Una delle criticità più difficili da risolvere, è legata al fatto che i qubit sono soggetti a errori in modo esasperante. Il più debole campo magnetico o impulso di microonde vagante determina su di essi inversioni di bit (“bit-flip“), che commutano le loro possibilità di essere |0⟩ e |1⟩ rispetto agli altri qubit, o inversioni di fase (“phase-flip“) che commutano la relazione matematica tra i loro due stati.
Perché i computer quantistici funzionino, gli scienziati devono trovare schemi per proteggere le informazioni anche quando i singoli qubit vengono corrotti. Inoltre, questi schemi devono rilevare e correggere gli errori senza misurare direttamente i qubit, poiché le misure fanno collassare le possibilità coesistenti dei qubit in realtà definite: i vecchi semplici 0 o 1 che non possono sostenere calcoli quantistici.
La novità introdotta dal Dr. Brown è consistita nell’applicare il codice di correzione noto, operante in tre dimensioni, su una struttura bidimensionale. In pratica, il codice viene utilizzato su due dimensioni fisiche, considerando il tempo come la terza dimensione. È un po’ come lavorare a maglia. Ogni riga è come una linea unidimensionale; ma riga dopo riga, alla fine si ottiene una superficie di materiale bidimensionale.
Come abbiamo detto sopra, l’informazione quantistica è molto fragile e produce molti errori; quindi l’obiettivo degli scienziati è quello di riuscire a sviluppare un’architettura tollerante agli errori (tecnicamente fault-tolerant), nella quale le operazioni di calcolo superino di gran lunga le operazioni necessarie per correggere gli errori.
Per avere un’idea dell’ordine di grandezza di questa problematica, basti pensare che un telefono cellulare o un laptop sono in grado di effettuare miliardi di operazioni, in un ampio arco temporale, prima che un singolo errore porti a un qualunque malfunzionamento del dispositivo. Al momento, nel quantum computing si registra un errore ogni 20 operazioni, ossia milioni di errori ogni ora, con un rilevane impegno dell’hardware per la loro correzione.

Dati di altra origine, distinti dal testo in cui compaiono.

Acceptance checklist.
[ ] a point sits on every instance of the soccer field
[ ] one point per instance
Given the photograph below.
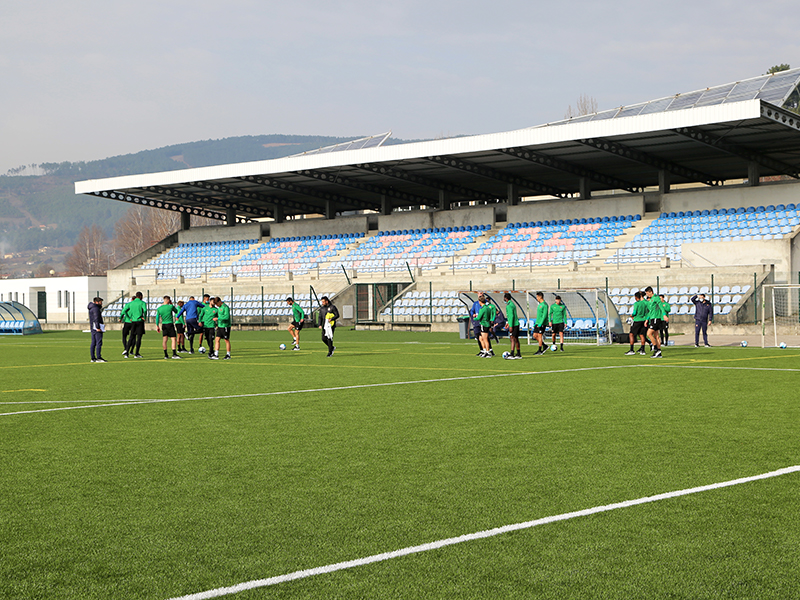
(157, 479)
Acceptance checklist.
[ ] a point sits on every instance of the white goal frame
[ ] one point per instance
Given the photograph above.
(597, 301)
(772, 312)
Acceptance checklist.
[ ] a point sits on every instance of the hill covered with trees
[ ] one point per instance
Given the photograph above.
(42, 209)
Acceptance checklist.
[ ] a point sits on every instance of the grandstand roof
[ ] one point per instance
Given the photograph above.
(708, 136)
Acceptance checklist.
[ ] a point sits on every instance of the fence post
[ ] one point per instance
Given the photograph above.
(755, 295)
(430, 300)
(712, 289)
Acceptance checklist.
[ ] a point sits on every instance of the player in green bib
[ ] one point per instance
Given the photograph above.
(541, 322)
(558, 320)
(126, 330)
(638, 324)
(222, 320)
(205, 333)
(484, 318)
(512, 325)
(655, 316)
(180, 328)
(298, 315)
(208, 317)
(165, 324)
(666, 308)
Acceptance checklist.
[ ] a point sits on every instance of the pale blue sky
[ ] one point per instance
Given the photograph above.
(89, 79)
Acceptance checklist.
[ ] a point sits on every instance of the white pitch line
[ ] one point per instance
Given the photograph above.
(258, 583)
(103, 404)
(330, 389)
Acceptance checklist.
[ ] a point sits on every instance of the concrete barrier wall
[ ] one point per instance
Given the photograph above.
(301, 227)
(216, 233)
(731, 197)
(461, 217)
(548, 210)
(733, 254)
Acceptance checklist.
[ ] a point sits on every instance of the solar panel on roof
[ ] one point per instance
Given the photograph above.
(779, 88)
(373, 141)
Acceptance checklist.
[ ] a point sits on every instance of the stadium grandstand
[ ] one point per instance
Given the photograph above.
(693, 192)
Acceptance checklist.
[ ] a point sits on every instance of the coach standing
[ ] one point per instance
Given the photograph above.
(703, 316)
(327, 320)
(97, 328)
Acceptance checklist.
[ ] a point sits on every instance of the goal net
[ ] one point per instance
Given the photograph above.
(780, 315)
(590, 317)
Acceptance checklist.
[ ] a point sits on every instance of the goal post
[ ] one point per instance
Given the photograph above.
(780, 315)
(591, 318)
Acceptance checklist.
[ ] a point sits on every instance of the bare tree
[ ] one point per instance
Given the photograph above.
(88, 255)
(586, 105)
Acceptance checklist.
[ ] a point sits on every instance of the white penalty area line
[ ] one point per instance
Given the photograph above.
(258, 583)
(329, 389)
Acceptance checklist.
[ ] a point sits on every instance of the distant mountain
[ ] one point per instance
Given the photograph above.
(38, 205)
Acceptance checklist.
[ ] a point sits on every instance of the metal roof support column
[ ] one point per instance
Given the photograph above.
(513, 194)
(753, 173)
(585, 187)
(444, 200)
(663, 181)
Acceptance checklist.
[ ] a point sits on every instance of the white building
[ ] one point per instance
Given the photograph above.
(55, 299)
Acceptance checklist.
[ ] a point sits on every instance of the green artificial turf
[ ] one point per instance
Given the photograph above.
(232, 481)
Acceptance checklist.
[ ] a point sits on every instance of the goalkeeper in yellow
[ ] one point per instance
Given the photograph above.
(328, 316)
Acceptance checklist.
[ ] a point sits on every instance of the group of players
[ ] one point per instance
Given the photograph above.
(209, 319)
(649, 323)
(484, 315)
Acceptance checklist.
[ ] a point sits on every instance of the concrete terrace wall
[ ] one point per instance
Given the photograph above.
(426, 219)
(548, 210)
(744, 254)
(731, 197)
(301, 227)
(216, 233)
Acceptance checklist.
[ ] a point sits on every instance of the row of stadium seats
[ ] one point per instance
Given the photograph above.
(547, 243)
(682, 310)
(241, 305)
(676, 300)
(683, 290)
(196, 258)
(664, 236)
(299, 255)
(520, 244)
(422, 248)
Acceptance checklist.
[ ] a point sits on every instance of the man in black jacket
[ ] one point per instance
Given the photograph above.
(703, 315)
(96, 326)
(327, 320)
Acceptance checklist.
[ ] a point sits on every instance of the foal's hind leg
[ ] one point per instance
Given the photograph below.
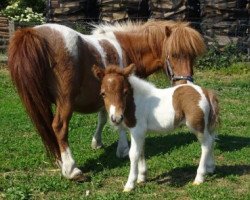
(60, 126)
(97, 138)
(123, 147)
(206, 141)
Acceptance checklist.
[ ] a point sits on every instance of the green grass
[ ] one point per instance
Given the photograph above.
(172, 159)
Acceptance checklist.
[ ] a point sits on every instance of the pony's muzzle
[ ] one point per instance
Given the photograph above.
(116, 119)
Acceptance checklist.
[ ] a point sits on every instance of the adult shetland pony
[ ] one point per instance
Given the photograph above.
(51, 64)
(139, 106)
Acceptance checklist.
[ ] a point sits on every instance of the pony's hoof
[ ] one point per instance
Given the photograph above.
(78, 176)
(127, 189)
(196, 183)
(122, 153)
(96, 145)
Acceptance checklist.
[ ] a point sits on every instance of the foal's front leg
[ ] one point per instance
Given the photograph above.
(123, 147)
(135, 153)
(206, 141)
(97, 138)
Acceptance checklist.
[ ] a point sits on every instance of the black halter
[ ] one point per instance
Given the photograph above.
(169, 71)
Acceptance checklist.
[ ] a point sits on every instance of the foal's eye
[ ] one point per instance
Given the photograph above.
(125, 92)
(102, 94)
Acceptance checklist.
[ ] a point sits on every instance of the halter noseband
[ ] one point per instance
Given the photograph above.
(169, 71)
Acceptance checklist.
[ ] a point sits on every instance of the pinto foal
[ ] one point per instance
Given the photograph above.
(139, 106)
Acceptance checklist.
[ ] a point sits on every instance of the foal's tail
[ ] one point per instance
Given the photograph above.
(29, 62)
(214, 113)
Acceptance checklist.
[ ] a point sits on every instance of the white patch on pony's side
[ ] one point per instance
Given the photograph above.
(203, 103)
(127, 26)
(70, 36)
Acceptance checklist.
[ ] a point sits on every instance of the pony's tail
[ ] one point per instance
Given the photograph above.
(214, 118)
(29, 61)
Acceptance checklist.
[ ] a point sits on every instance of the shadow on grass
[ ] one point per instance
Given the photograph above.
(162, 145)
(153, 147)
(179, 177)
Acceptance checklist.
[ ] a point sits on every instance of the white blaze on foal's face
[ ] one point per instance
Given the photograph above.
(114, 89)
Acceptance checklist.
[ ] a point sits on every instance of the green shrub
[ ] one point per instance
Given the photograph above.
(20, 14)
(218, 57)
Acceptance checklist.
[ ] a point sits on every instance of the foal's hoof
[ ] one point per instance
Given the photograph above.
(122, 153)
(81, 178)
(127, 189)
(196, 183)
(96, 145)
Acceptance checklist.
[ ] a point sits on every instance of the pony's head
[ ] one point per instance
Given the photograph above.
(114, 89)
(181, 46)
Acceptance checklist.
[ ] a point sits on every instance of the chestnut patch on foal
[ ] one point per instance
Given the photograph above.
(186, 105)
(116, 91)
(111, 53)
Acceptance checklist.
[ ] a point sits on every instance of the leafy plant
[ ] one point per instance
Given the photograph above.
(20, 14)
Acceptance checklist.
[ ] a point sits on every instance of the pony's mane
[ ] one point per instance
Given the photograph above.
(184, 40)
(141, 86)
(117, 26)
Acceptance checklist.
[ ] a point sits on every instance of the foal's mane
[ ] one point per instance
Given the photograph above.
(140, 85)
(183, 39)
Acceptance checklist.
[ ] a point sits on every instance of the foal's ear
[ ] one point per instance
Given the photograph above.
(129, 69)
(98, 72)
(167, 31)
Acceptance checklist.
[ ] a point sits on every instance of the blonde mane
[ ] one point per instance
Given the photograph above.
(183, 39)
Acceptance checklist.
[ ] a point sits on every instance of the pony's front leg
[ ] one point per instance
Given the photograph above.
(135, 152)
(123, 147)
(97, 137)
(60, 127)
(142, 168)
(206, 149)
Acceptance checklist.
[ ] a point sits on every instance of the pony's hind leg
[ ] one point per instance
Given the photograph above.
(97, 137)
(60, 126)
(206, 140)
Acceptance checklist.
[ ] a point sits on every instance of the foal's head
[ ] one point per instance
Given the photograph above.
(114, 89)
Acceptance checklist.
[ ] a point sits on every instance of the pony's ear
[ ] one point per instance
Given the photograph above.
(167, 31)
(129, 69)
(98, 72)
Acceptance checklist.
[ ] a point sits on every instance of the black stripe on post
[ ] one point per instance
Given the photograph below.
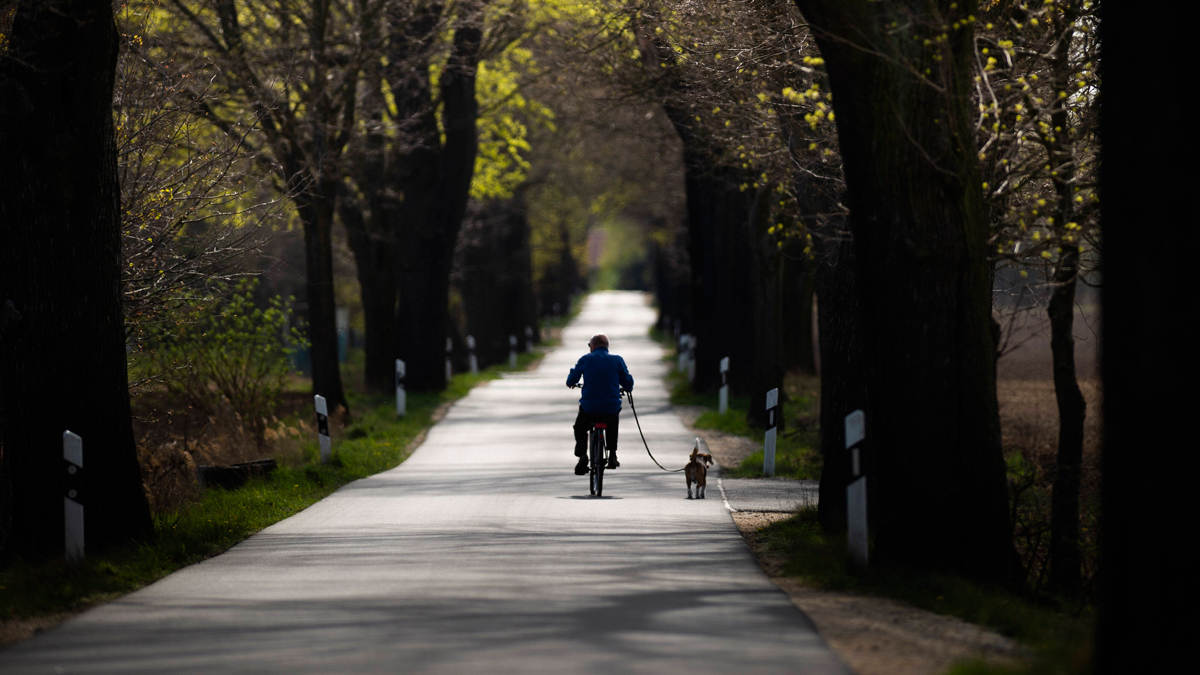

L’approccio del Dr. Brown, di utilizzare un codice su un’architettura bidimensionale è stato apprezzato, oltre che a livello scientifico, soprattutto dagli stake holder impegnati nel quantum computing perché stabilisce una nuova opzione per porte fault-tolerant con maggiori prestazioni operative, avendo la capacità di ridurre notevolmente il carico dell’hardware e aprendo la strada alla costruzione di computer quantistici più pratici.
Molteplici sono le start-up, oltre che le grandi aziende come Google, IBM e Microsoft, che stanno portando avanti la poderosa sfida per sviluppare una tecnologia di quantum computing su larga scala. È quindi importantissimo e urgente riuscire a trovare dei codici per la correzione degli errori che permettano alle loro macchine di raggiungere prima gli obiettivi.
Il codice di correzione degli errori proposto da Brown inoltre apre la strada per il raggiungimento di un quantum computing universale in due dimensioni senza la necessità di ricorrere alla cosiddetta distillazione di stato magico (magic – state distillation), un processo che comprende più stati quantistici soggetti a errori e genera un numero di stati quantistici più affidabili. Ma questa operazione prevede, appunto, un numero elevato di hardware per individuare e sopprimere gli errori.
Il gruppo di ricerca coordinato dal Dr. Brown all’Università di Sydney, lo scorso mese di marzo ha pubblicato un articolo sulla rivista Physical Review Letters, dove sono stati riportati gli esiti di una ricerca nella quale si evidenzia lo sviluppo di un decoder che identifica e corregge molti più errori di quanto fatto prima, raggiungendo un record mondiale nella correzione degli errori.
Il lavoro di Brown ha mostrato come ciò si possa fare per un chip quantistico. Questo tipo di progresso ci permetterà di andare da piccoli numeri di qubits a numeri elevatissimi e costruire dei computer quantistici ultra potenti in grado di risolvere i grandi problemi del futuro.